Optimizing Agent Workflows for Modern LLMs
Writing effective agent skills requires deep knowledge of prompt engineering. With the release of advanced reasoning models like Claude 3.5 Sonnet, ChatGPT o1, and DeepSeek-V3, prompt templates must focus on structured thinking. Developers are encouraged to use XML tags (e.g., <thought>, <context>, and <rules>) to isolate execution boundaries. Standardized prompts prevent agents from suffering from context drift, ensuring that long-running tasks remain aligned with the initial system parameters.
Exploring by SOC Occupations and Creator Profiles
What makes SkillMD unique is its taxonomy. Instead of simple text search, we parse and organize files according to the Standard Occupational Classification (SOC) system. This means you can discover skills written for Computer and Mathematical roles, Business and Financial operations, Legal, Design, and and Educational Instruction fields. By tracking creator profiles, developers can study how different teams organize their custom instructions, compare version updates, and fork public configs for specialized enterprise use cases.

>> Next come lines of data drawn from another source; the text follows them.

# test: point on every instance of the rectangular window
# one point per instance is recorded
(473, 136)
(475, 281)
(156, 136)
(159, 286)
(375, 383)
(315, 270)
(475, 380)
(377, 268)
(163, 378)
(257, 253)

SkillMD operates as a high-performance index running on a fast Go backend and a highly responsive Astro SSR frontend. All search queries execute in milliseconds, featuring smart debouncing to prevent multiple API requests while keeping user data secure. Join our community of developers to standardize your AI agent instructions and optimize your LLM prompting workflows today.
Frequently Asked Questions
A practical guide to agent skills: what they are, how to inspect them, and how SkillMD helps you explore the ecosystem.